Quatro jogos da série Resident Evil estão entre os mais baixados do PlayStation 5 em janeiro no Brasil. De acordo com o ranking divulgado no PlayStation Blog, Resident Evil 4, Resident Evil Village, Resident Evil 2 e Resident Evil 7 são os únicos títulos da Capcom entre os 20 de PS5 mais acessados na PlayStation Store.

É comum encontrar mais RE do que outros da Capcom em rankings do PlayStation especificamente no Brasil. Em novembro do ano passado, após dois meses do ranking brasileiro ser ignorados, Resident Evil 6 (PS4) e Village (PS5) estiveram entre os mais baixados. O levantamento da Sony local parece ter ganhado a frequência bimestral, a exemplo da ausência da lista de dezembro/2025, que foi ignorada pelo Blog, mas postada em outras regiões do mundo.



Para efeito de comparação, não há nenhum Resident Evil ou outro jogo da Capcom nos rakings de mais baixados PlayStation dos Estados Unidos/Canadá e União Europeia de janeiro.

O Brasil gosta é de RE. Prova disso é Resident Evil Requiem, que segue como o mais vendido em reservas na PlayStation Store há dias. A América Latina também é prioridade para a Capcom e a confirmação disso está em trabalhos recentes de localização com vozes em espanhol latino-americano. Dublagens oficiais de Resident Evil 4 e Village foram incluídas neste mês por meio de atualizações.

É fato que amamos os jogos, e é por esse mesmo motivo que ficamos tristes quando o Brasil ou os amigos da América Latina (um salve especial para Argentina e México) são deixados de lado em eventos de divulgação. Não me esqueço, e não vou perdoar, a Capcom ignorando feiras de games na nossa região, mas oferecendo a demo de Requiem em outras.
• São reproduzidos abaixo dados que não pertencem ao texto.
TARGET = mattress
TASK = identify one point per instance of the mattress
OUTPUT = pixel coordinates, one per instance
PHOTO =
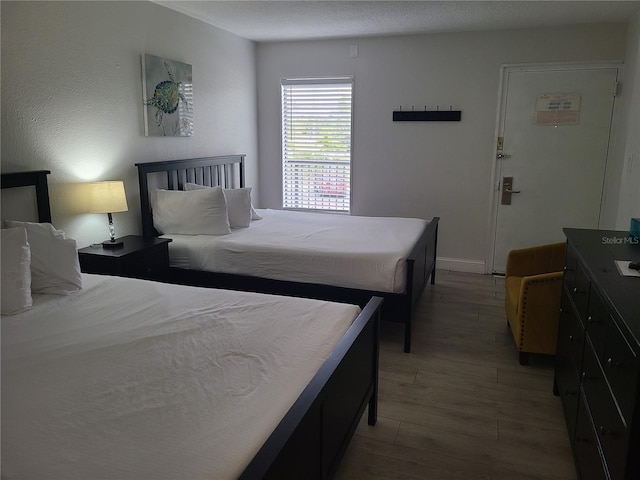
(131, 379)
(367, 253)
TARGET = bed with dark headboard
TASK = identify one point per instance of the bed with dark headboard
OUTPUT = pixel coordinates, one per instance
(313, 435)
(36, 179)
(229, 172)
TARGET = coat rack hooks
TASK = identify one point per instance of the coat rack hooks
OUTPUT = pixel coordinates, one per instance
(426, 115)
Cosplayers de Resident Evil na Paris Games Week, na França; estande tematizado contou com reprodução dos escombros da RPD de Requiem e demos do jogo para o público entre outubro/novembro de 2025

Espero minimamente um evento de lançamento para Resident Evil Requiem por aqui e nem é pedir muito para que saia. O ideal é que seja algo público, como já aconteceu no passado, e não restrito à jornalistas e influencers convidados. Já amenizaria um pouco o trauma deixado pela ausência da demo aos brasileiro.